Nelle arie da “Un ballo in maschera” – meglio la più drammatica “Ecco l’orrido campo più adatta al suo rovente temperamento di “Morrò ma prima in grazia” – e da “La forza del destino” lo slancio magari un po’ scomposta ma impetuoso che salvava Abigaille o Lady Macbeth non può soccorrerla e con maggior chiarezza traspare il contrasto fra la qualità vocale naturale e una tecnica mai totalmente centrata, con un appoggio sul fiato sempre problematico e con l’emergere di durezze metalliche che qui comprometto maggiormente la linea di canto tanto più che il maggior impegno nel settore grave la costringe spesso a suoni forzati e caricati di petto.
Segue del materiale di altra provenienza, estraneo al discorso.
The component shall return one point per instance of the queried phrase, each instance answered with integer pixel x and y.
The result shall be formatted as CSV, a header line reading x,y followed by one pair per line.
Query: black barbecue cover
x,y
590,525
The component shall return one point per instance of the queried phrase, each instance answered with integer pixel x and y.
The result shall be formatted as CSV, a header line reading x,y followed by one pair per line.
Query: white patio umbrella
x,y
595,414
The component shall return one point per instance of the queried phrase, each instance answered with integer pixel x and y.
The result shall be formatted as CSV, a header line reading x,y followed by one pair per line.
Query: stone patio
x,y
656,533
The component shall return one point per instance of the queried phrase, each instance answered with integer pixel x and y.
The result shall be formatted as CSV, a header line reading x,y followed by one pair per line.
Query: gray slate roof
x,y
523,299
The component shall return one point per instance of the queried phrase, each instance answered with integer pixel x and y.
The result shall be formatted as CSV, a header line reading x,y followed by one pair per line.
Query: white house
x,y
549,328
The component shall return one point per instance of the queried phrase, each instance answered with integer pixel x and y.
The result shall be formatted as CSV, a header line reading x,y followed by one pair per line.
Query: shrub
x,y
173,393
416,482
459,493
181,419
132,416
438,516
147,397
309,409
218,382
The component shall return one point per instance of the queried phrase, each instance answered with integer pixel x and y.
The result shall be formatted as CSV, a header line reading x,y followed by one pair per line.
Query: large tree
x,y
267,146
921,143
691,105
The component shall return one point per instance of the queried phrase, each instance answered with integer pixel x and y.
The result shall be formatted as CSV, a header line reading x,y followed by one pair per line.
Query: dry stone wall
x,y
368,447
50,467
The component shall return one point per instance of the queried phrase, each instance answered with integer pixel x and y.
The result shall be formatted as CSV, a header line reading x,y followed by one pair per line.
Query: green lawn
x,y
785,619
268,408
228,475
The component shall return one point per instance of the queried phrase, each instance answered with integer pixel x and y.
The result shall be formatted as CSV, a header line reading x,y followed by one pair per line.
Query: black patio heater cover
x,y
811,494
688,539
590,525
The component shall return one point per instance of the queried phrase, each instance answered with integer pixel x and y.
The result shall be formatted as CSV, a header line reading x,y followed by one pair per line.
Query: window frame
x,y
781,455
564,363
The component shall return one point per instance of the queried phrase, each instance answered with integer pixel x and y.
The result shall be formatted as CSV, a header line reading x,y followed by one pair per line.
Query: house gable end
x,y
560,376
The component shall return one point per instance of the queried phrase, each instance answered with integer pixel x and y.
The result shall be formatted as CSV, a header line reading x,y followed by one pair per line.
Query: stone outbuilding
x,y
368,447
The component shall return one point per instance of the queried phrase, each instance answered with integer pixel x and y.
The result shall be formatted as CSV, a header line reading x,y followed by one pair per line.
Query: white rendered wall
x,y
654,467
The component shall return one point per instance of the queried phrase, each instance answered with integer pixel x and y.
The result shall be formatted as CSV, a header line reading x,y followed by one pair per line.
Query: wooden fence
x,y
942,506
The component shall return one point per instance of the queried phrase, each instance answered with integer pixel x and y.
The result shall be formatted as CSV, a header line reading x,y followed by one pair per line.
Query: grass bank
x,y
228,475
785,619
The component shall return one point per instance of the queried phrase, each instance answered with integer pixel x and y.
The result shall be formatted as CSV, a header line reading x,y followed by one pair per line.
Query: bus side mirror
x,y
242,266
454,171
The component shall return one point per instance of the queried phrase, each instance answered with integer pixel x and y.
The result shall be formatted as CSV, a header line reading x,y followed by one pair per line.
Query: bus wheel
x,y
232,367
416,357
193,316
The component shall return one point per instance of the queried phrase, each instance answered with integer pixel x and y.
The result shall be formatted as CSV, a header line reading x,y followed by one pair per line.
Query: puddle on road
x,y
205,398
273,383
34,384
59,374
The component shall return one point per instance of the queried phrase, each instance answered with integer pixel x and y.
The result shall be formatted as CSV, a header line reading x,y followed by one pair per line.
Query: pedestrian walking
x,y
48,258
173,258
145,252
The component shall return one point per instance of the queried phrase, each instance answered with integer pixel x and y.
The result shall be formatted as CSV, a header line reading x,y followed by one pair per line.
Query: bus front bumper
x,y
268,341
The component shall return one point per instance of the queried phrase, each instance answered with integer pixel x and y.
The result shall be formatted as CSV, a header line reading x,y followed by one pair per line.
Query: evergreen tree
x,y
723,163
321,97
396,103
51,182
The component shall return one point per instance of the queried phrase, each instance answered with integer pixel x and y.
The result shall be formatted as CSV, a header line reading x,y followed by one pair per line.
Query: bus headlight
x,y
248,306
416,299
Passando da Verdi a Donizetti la situazione rimane simile, la grande scena conclusiva di “Anna Bolena – integralmente eseguita – alterna passaggi splendidi ad altri che danno l’impressione di trascuratezza, di non curanza, di mancanza di precisione. Così che l’impressione resta ondivaga ma rimane un senso di inconcludenza, il sentore che alla fine manchi qualche cosa per convincere a pieno nonostante la bellezza timbrica e l’importanza della voce.
Con “Cavalleria rusticana le tessere di quello strano mosaico che era la voce della Souliotis tendono a combaciare meglio. Qui qualche durezza, qualche eterodossia tecnica tendono a pesare meno e la bellezza di una voce luminosa e femminile e la pulizia di una linea avvezza più al belcanto che agli eccessi veristi ci trasmettono una Santuzza per una volta giustamente giovane e femminile, una ragazza delusa e amareggiata e non un orco in cerca di vendetta.
Suicidio” da “La Gioconda è una sorta di epigrafe del programma e dell’intera carriera della Souliotis, un ruolo lontanissimo per una voce come la sua ma affrontato – e risolto in modo anche convincente – in virtù di uno slancio e di un temperamento che non avevano forse eguali, solo che per superare l’impervia parete – e molte altre simili in quei forsennati anni di carriera – la voce si comprometteva ogni giorno stroncando in pochi anni una cantante che avrebbe potuto essere di rilevanza storica e dietro l’ammirevole slancio con cui affronta qui il cimento non si può non vedere che si schiudeva ai suoi piedi.